La leggenda vuole che il titolo di quest’opera nasca dall’esclamazione di sconcerto pronunciata da mamma Hirst alla confidenza del celebre figlio sul nuovo progetto che stava per realizzare nel 2007. Mi diverte pensare che se Damien Hirst fosse stato delle mie parti la madre sarebbe sbottata in un Oh ssignur si car!, esclamazione estremamente pertinente all’opera d’arte contemporanea piu’ costosa del mondo.
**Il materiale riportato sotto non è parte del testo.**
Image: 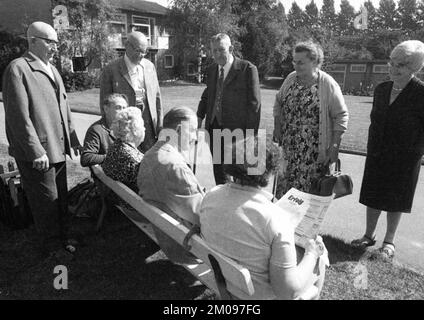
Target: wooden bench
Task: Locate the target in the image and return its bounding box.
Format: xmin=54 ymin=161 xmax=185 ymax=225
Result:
xmin=91 ymin=165 xmax=254 ymax=300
Trovo ancora piu’ esilarante che il provocatore per eccellenza dell’arte contemporanea confidi alla mamma i propri progetti artistici e dall’augusta genitrice gli deve derivare gran parte del suo mordace talento visto quanto e’ pertinente all'opera e alle sue interpretazioni la semplice esclamazione di una mamma sbigottita.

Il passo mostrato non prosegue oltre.